II. How can remote access to MCP tools scale?#
Currently, most MCP tools run on the same machines as the models which use them. Remote MCP servers will become more and more important in the future. They will prevent users from having to set up MCP servers for every model and every project in which they want to use them. They will also enable multi-agent functionality that isn’t widely available today, like being able to share context and facilitate communication among multiple models.
Current transports for MCP introduce heavy latency to the user experience. What technologies will allow MCP tools to serve low latency and high throughput interactions?
III. Should MCP be request/response, or something else?#
The current Model Context Protocol StreamableHTTP
specification is ambiguous on whether there can be multiple responses per MCP request, and how such responses should be handled by the clients. This is fair, as this introduces a lot of complexity.

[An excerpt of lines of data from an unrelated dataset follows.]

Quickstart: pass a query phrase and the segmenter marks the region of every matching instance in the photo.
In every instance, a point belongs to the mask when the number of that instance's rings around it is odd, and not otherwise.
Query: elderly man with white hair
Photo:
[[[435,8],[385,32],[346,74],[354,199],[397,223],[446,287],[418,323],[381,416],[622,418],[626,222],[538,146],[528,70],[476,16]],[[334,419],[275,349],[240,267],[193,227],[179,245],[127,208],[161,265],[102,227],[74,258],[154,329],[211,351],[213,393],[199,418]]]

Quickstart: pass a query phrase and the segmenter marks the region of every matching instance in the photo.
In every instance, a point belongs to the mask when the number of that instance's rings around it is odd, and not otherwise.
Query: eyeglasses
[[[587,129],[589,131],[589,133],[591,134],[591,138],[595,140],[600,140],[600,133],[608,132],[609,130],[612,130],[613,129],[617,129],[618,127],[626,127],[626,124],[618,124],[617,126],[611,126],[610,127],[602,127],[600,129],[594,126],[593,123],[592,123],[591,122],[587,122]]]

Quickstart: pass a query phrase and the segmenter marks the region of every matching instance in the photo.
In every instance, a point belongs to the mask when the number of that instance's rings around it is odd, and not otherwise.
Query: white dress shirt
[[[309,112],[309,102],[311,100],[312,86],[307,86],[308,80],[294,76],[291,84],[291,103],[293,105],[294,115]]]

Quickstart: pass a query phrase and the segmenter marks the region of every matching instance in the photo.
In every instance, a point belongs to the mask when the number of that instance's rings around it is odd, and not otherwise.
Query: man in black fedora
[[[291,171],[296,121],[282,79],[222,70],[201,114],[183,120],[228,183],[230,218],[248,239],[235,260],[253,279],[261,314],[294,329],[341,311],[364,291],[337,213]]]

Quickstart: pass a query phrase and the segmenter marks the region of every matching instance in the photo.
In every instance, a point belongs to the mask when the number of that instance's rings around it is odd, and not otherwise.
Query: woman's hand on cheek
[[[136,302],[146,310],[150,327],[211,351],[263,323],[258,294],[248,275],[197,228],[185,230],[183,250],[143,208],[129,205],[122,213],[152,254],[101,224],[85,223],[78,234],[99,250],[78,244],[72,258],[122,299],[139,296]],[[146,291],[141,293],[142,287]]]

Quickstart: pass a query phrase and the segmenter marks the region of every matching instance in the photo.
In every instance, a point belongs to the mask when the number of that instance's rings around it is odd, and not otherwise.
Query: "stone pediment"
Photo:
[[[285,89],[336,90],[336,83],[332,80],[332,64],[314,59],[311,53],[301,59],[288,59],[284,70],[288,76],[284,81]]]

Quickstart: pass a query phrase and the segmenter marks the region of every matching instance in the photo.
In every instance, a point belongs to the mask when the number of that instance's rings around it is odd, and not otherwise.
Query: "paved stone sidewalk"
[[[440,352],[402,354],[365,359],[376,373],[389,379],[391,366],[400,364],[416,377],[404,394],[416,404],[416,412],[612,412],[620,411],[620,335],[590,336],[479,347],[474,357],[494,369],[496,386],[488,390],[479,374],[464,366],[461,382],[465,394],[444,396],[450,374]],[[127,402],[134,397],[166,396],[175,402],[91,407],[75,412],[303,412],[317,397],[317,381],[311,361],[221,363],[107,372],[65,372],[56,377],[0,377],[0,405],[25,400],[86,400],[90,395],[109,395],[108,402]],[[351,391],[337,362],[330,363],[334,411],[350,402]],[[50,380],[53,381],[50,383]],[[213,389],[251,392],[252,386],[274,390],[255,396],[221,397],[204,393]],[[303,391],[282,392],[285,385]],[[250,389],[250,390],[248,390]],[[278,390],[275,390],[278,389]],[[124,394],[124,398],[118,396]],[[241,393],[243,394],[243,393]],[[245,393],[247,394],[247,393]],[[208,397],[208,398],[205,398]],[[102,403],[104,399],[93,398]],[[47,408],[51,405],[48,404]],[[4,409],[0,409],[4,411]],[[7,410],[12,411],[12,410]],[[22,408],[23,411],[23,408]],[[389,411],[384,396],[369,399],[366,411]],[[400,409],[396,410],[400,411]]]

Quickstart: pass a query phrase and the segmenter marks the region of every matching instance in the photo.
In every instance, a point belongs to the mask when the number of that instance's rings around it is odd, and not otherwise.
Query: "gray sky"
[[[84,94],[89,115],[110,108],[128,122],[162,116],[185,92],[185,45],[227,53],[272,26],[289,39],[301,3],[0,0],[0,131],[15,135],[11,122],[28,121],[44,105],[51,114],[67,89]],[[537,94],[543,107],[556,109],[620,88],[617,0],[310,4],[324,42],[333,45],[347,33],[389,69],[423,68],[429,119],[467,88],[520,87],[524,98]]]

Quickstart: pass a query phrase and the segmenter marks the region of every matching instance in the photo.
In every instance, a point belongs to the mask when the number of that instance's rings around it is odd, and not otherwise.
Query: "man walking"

However, if we want context to change dynamically in response to real-world conditions, or if we want models to be able to modify the context of other models proactively, this is exactly the kind of behavior that will need to be specified.
IV. How are MCP-exposed tools discovered by models?#
Is general-purpose search (e.g. Bing, Google, Brave) sufficient for models to discover useful tools? Or does there need to be an MCP-specific registry/search engine?
If an MCP-specific search engine is required, who curates or indexes the tool ecosystem—models, users, third parties, or an open protocol?
V. How should context be composed across many tools without exceeding model limits?#
What abstractions allow prioritization, summarization, or selective inclusion of tool state? Can models learn to query tool context selectively and iteratively rather than consuming it all up front? How do we manage structured, heterogeneous, and dynamic context under a fixed token budget?
Guidelines#
If you’re building, here are some useful guidelines:
Tool surfaces, not apps#
Build for invocation, not interaction. Instead of full-stack products, create tools that models can learn to use. Think APIs that describe their own affordances, state machines that expose their shape to LLMs, or real-world systems that accept high-level intents.
Shared execution layers#
As MCP adoption grows, we’ll need shared environments where models can operate across tools and coordinate across agents. Low-latency, high-throughput servers that handle model-initiated actions will be a key battleground.
Model-native UX primitives#
Forget screens and buttons. What does undo look like when the user is a model? What does a loading spinner mean in a multi-agent context? There’s a new UX stack to invent—one where models are the users and humans are co-pilots.
Defensibility through context, not UI#
In this new world, UI is transient. Context is persistent. Products that own proprietary context—data, workflows, structured environments—will define the next defensible layer. This is the new terrain for moats.
Remember: The UI is no longer the product. The model is. And the model needs a world it can operate.